La concurrence des théâtres pose également la question du répertoire dramatique ancien (des XVIIe et XVIIIe siècle) parfois perçu comme un véritable « fardeau ». Le théâtre de Voltaire disparaît tandis que Racine et Corneille se maintiennent encore, même si la tragédie ne fait plus recette. On lui préfère le vaudeville et la comédie sociale qui se jouent dans d’autres salles. Molière est encore malgré tout l’auteur le plus joué du siècle et c’est sous son égide que la IIIe République, naissante et encore fragile, à la recherche d’icônes convaincantes et rassembleuses (on pense ici aux bustes de Mariannes installés dans les mairies), place officiellement le Théâtre Français, rebaptisée la « Maison de Molière ».
Il est l’auteur par excellence des manuels éducatifs d’une école républicaine.
La période successive (Le temps des expérimentations 1918–1959) est marquée de nouveau par une succession de régimes politiques, allant du Front populaire à la Ve République, en passant par le régime de Vichy, auxquels la Comédie-Française doit s’adapter, entre tradition et modernité et entre conservatisme et démocratisation culturelle.
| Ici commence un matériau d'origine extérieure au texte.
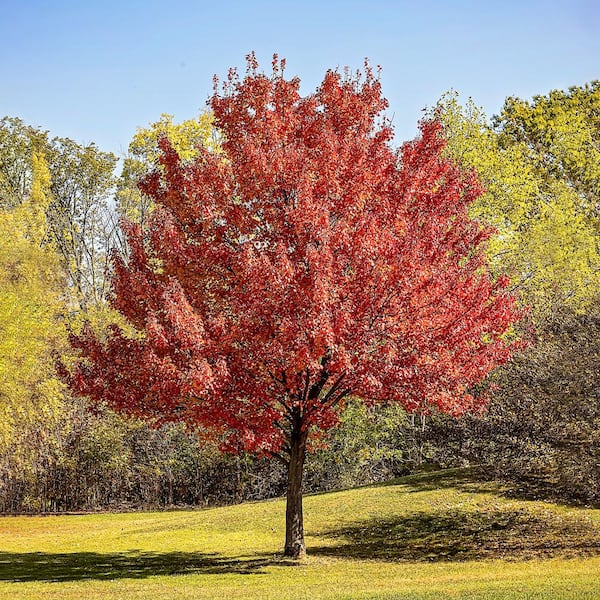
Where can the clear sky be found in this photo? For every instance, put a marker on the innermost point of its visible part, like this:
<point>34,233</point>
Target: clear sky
<point>95,70</point>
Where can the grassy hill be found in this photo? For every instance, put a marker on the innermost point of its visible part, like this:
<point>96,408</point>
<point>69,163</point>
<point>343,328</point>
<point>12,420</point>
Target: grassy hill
<point>440,535</point>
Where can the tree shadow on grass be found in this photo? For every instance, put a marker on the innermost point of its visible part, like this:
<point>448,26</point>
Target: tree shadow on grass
<point>482,479</point>
<point>76,566</point>
<point>459,535</point>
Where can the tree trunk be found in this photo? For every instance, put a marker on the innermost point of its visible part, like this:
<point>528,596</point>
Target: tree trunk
<point>294,525</point>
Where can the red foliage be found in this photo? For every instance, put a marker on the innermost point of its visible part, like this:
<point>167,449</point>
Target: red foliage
<point>307,262</point>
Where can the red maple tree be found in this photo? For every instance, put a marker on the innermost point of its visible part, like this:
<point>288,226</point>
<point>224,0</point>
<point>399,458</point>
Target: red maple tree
<point>306,262</point>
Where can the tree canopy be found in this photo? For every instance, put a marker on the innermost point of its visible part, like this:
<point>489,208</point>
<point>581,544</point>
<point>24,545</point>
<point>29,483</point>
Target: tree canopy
<point>306,262</point>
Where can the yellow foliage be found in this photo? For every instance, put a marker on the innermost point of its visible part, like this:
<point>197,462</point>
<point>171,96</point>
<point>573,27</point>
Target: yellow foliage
<point>29,315</point>
<point>546,239</point>
<point>186,138</point>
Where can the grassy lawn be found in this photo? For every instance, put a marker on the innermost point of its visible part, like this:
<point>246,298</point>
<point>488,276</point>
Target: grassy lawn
<point>431,536</point>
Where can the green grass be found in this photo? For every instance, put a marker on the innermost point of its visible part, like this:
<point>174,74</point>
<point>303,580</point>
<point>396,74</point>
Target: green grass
<point>433,536</point>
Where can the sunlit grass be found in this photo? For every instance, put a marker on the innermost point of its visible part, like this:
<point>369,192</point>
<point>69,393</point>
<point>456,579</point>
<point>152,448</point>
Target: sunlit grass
<point>435,536</point>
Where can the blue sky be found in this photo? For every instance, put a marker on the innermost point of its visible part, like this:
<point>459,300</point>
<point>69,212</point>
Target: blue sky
<point>94,71</point>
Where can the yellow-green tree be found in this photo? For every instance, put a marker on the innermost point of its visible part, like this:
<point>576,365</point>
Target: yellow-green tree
<point>30,307</point>
<point>547,229</point>
<point>186,137</point>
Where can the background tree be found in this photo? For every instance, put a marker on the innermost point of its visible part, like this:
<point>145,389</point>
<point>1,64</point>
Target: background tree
<point>547,233</point>
<point>539,162</point>
<point>186,138</point>
<point>29,314</point>
<point>83,225</point>
<point>308,262</point>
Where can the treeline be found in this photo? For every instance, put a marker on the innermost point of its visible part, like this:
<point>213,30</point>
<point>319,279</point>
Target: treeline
<point>60,206</point>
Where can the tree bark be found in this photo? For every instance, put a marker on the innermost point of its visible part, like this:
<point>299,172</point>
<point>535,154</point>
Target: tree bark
<point>294,523</point>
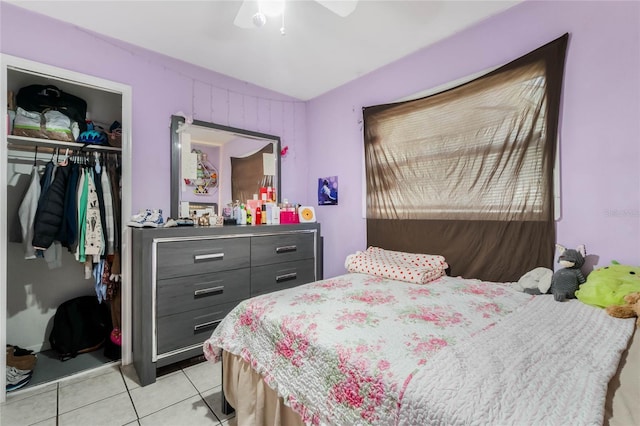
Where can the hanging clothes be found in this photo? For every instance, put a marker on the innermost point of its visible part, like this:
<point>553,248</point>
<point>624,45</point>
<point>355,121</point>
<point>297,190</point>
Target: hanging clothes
<point>97,181</point>
<point>83,191</point>
<point>114,175</point>
<point>27,213</point>
<point>51,209</point>
<point>69,229</point>
<point>108,211</point>
<point>94,238</point>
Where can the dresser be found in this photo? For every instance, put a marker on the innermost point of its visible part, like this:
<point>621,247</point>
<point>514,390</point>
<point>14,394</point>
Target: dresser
<point>186,279</point>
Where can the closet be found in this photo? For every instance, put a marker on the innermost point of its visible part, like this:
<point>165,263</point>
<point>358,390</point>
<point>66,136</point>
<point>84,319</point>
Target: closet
<point>32,289</point>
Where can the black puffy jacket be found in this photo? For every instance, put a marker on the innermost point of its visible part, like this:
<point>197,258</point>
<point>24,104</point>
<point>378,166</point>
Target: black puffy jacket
<point>50,212</point>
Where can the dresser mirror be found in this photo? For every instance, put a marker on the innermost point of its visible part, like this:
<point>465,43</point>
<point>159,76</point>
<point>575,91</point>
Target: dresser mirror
<point>212,165</point>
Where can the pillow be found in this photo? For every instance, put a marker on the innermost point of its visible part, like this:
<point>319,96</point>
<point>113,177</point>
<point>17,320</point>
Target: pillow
<point>401,266</point>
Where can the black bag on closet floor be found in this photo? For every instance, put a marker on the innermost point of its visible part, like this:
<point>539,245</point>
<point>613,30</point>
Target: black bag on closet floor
<point>39,98</point>
<point>80,325</point>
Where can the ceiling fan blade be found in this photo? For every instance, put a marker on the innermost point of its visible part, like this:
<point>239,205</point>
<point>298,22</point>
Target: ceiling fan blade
<point>342,8</point>
<point>244,17</point>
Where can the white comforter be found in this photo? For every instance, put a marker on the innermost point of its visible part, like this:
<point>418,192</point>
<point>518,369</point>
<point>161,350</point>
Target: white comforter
<point>529,369</point>
<point>359,349</point>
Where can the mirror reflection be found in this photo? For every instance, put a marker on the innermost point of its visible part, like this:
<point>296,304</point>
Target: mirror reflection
<point>213,165</point>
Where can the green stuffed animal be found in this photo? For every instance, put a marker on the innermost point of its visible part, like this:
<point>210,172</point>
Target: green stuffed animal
<point>608,285</point>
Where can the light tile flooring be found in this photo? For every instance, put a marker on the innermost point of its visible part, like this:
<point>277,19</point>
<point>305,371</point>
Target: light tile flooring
<point>112,396</point>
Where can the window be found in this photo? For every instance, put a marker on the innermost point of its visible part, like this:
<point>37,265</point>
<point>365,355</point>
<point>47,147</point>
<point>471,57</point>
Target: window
<point>470,170</point>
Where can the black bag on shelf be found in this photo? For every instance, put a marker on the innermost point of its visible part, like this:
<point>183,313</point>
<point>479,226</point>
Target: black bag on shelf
<point>39,98</point>
<point>80,325</point>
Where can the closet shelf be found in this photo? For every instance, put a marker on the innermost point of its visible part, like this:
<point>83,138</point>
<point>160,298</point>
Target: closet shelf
<point>50,143</point>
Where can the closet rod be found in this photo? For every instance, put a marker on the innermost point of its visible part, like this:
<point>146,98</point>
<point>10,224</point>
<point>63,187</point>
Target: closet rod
<point>15,141</point>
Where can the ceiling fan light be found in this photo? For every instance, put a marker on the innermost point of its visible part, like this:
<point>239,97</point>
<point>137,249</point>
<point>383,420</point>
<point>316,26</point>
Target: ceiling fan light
<point>271,8</point>
<point>259,19</point>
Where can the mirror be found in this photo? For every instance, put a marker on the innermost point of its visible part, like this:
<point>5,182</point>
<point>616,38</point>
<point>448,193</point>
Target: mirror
<point>212,165</point>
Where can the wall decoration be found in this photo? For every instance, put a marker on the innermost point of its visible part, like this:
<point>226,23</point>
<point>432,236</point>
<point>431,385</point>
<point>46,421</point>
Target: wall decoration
<point>328,191</point>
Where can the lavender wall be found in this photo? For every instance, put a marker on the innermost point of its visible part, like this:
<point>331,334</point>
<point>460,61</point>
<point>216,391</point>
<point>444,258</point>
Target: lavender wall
<point>161,86</point>
<point>600,130</point>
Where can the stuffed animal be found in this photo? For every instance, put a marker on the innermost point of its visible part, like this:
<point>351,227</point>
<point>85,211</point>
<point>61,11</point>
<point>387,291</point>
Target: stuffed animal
<point>608,285</point>
<point>629,310</point>
<point>536,281</point>
<point>566,281</point>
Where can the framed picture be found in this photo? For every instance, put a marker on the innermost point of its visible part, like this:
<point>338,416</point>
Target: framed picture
<point>328,191</point>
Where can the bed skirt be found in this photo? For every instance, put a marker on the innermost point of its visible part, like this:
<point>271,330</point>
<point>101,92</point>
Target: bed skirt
<point>255,403</point>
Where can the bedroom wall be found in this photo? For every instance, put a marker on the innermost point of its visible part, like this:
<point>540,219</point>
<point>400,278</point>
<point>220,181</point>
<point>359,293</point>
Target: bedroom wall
<point>161,86</point>
<point>599,137</point>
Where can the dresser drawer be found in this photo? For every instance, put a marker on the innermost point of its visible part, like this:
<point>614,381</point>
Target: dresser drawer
<point>193,257</point>
<point>190,328</point>
<point>268,278</point>
<point>199,291</point>
<point>282,248</point>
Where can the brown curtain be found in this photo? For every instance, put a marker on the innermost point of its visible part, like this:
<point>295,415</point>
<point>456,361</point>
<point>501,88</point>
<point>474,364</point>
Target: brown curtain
<point>468,173</point>
<point>247,174</point>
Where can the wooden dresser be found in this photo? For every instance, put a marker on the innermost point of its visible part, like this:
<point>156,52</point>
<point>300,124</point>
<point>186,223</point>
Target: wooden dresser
<point>185,280</point>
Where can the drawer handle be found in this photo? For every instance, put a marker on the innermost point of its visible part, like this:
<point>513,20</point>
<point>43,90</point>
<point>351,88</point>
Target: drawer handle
<point>204,325</point>
<point>286,277</point>
<point>202,291</point>
<point>286,249</point>
<point>212,256</point>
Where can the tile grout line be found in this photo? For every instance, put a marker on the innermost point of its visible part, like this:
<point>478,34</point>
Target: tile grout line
<point>202,397</point>
<point>135,410</point>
Depuis 1959 (Le temps des ouvertures), l’institution, tout en étant consciente de l’importance de sa vocation patrimoniale (sans être pour autant un « théâtre-musée »), s’ouvre aux nouvelles esthétiques, à de nouveaux auteurs et à d’audacieux metteurs en scène. Alors qu’elle était restée ancrée dans une forme de décor « tableau », romantique, à l’époque des théories d’Antoine et de Craig, elle offre désormais sa scène aux scénographes et se met au service de la mise en scène. Avec le projet de « Cité du théâtre », prévu pour 2022, dans les anciens Ateliers Berthier, porte de Clichy, la Comédie-Française s’ouvre vers « l’avenir » : elle entend participer à la décentralisation vers les banlieues et rompre avec l’image d’un théâtre de centre-ville, au cœur du Paris patrimonial. Pourtant il ne faudrait pas oublier que c’est cette image qui constitue sa force.
Dans le pertinent cadrage historique que nous avons parcouru ici, les auteurs proposent une autre lecture en reprenant systématiquement, pour chaque chapitre, différentes pistes concernant l’organisation et les statuts de la Comédie-Française, la vie de la Troupe et sa composition, les salles, les évolutions techniques de la scène, le répertoire et la réception des œuvres, le public et l’image attachée à l’institution. Les auteurs racontent ainsi l’histoire d’un théâtre et une histoire du théâtre. Le parcours thématique, transversal, se révèle passionnant grâce aussi à la richesse de l’apparat iconographique (plus de cent illustrations), provenant en majorité des collections de la Comédie-Française. Les portraits d’acteurs, à juste titre, y ont la part belle.
Le rouge et l’or de la couverture que nous évoquions au début et qui annonçaient l’histoire d’un théâtre auraient pu, au fil du récit, faire place au tricolore : ce serait le velum bleu blanc rouge (reproduit p. 93) tendu devant le « théâtre du Peuple » fantasmé durant la Révolution, ou bien le macaron aux trois couleurs des années 1930, signe d’une synthèse entre « posture artistique et conscience nationale ». En lisant cette « histoire », on ne peut s’empêcher de penser que la Comédie-Française est une « voix de la France », comme aurait dit le général de Gaulle. Elle apparaît aussi comme une « exception française ».